Alice Miles asks if the country can bear another 14 months of Brown and she calls for an early election. Some hope. She quotes a Cabinet Minister:
Not even ministers are sure they can endure it: one member of the Cabinet told me recently that, despite the hell of being in opposition, he could hardly wait for the election to get away from the misery and directionlessness of the Brown regime: “Gordon doesn't start from a position of conviction, he just wants to create dividing lines with the Conservatives.”
From Jonathan Freedland:
I'm told one cabinet minister recently approached a leading figure in British business armed with a pressing and personal question, one he admitted he wanted to ask before his fellow ministers got in ahead of him: "How do I get a job in the private sector?"
Worrying indicators from people who should be dealing with the financial mess they helped create.
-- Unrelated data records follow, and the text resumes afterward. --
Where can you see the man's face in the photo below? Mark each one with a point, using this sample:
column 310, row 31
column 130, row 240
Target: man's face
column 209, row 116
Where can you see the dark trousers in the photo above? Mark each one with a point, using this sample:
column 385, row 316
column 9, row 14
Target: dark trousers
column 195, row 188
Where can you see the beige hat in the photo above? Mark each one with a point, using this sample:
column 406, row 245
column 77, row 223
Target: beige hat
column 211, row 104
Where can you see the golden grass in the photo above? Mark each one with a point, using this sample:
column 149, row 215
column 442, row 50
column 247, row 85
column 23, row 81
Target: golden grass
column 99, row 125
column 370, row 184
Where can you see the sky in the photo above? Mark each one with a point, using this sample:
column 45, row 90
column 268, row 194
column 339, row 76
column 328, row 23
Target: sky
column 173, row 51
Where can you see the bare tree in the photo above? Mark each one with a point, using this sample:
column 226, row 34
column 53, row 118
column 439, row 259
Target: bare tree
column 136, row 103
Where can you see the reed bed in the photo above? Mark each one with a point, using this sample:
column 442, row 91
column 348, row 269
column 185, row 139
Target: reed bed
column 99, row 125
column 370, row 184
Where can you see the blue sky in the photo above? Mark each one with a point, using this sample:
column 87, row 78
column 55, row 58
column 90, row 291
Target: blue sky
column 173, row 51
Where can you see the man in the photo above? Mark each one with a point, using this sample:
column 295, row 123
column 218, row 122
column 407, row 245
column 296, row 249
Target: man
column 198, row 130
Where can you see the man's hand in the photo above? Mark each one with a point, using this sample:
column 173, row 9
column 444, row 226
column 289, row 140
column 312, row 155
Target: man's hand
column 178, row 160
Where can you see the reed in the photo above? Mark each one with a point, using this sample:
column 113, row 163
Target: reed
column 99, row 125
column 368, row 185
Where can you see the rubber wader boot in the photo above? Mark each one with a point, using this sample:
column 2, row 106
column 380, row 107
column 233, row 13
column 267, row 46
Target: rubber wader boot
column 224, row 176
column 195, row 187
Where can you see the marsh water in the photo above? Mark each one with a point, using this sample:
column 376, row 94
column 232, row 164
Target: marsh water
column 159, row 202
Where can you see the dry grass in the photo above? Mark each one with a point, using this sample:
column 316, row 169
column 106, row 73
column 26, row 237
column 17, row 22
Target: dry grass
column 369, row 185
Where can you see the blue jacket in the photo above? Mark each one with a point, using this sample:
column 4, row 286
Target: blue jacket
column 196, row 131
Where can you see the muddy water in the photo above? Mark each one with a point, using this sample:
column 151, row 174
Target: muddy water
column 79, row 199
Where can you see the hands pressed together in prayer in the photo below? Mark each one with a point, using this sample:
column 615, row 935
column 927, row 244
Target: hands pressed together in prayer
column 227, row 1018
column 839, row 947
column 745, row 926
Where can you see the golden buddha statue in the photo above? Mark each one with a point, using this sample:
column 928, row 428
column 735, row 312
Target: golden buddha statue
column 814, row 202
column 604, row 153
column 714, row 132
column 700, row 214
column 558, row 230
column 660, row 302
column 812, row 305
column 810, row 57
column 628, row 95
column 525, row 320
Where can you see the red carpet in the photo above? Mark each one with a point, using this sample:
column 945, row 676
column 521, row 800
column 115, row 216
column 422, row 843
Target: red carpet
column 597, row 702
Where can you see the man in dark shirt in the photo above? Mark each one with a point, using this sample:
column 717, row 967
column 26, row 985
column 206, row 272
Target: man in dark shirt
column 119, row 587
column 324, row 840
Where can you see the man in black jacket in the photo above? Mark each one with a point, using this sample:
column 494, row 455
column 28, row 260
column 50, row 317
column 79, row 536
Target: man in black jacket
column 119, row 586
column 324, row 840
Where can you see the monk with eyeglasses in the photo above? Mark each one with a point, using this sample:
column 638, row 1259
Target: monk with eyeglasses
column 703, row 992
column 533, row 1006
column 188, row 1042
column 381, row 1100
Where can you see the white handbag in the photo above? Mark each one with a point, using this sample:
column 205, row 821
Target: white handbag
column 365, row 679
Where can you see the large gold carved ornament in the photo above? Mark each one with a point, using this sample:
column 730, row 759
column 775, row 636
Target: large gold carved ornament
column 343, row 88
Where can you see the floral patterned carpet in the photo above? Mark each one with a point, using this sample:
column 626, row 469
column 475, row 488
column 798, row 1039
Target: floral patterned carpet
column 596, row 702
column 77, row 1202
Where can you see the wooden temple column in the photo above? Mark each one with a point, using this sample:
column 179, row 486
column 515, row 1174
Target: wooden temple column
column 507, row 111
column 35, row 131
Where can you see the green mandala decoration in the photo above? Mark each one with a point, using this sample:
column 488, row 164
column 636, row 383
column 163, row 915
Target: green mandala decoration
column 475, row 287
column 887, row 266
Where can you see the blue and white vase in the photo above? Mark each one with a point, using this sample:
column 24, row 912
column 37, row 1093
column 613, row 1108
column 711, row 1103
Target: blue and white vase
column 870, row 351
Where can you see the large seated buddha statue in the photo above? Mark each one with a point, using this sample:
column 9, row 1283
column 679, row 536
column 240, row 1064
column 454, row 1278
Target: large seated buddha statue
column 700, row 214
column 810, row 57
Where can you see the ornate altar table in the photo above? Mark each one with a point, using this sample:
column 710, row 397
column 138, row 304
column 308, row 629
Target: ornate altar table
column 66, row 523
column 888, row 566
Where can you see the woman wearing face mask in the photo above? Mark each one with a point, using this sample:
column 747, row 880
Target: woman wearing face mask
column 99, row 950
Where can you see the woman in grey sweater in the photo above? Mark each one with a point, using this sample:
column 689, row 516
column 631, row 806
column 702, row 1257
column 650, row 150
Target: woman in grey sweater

John Rentoul says much the same:
Many MPs have given up and are looking to the quiet life of opposition or retirement. Others are devoting themselves with alarming energy to the occupation of plotting which of the Eds, Harriet, David or James will inherit the wreckage after the wreck.
His solution:
There is still time to get Alan Johnson in as Prime Minister and limit the electoral damage. As I have discussed before, the Conservatives face a formidable electoral barrier to winning an outright majority, and the best way to help them surmount it is to keep Gordon Brown in office.
This analysis may well be right. Rentoul has had doubts about Brown from the start.
As I have said before, is the replacement of Brown feasible? How will the Labour achieve this? Is having two unelected PMs in one parliament sustainable? How does Labour overcome it’s complex leadership election rules?
I have concluded previously that it is all too late in any case. Labour is stuck with Brown and heading for electoral disaster.
Alice Miles says the present situation cannot continue, especially after events at the White House. Rentoul asks if Labour will do what is takes in the best interests of the country. Will it and how can this be achieved?
One good speech from Brown today will do nothing to solve Labour's dilemma.
Brown has waited a long time for his position as PM. He will not give it up easily. He will have to be overthrown, he won't go willingly that I am certain of. The man is almost certainly insane!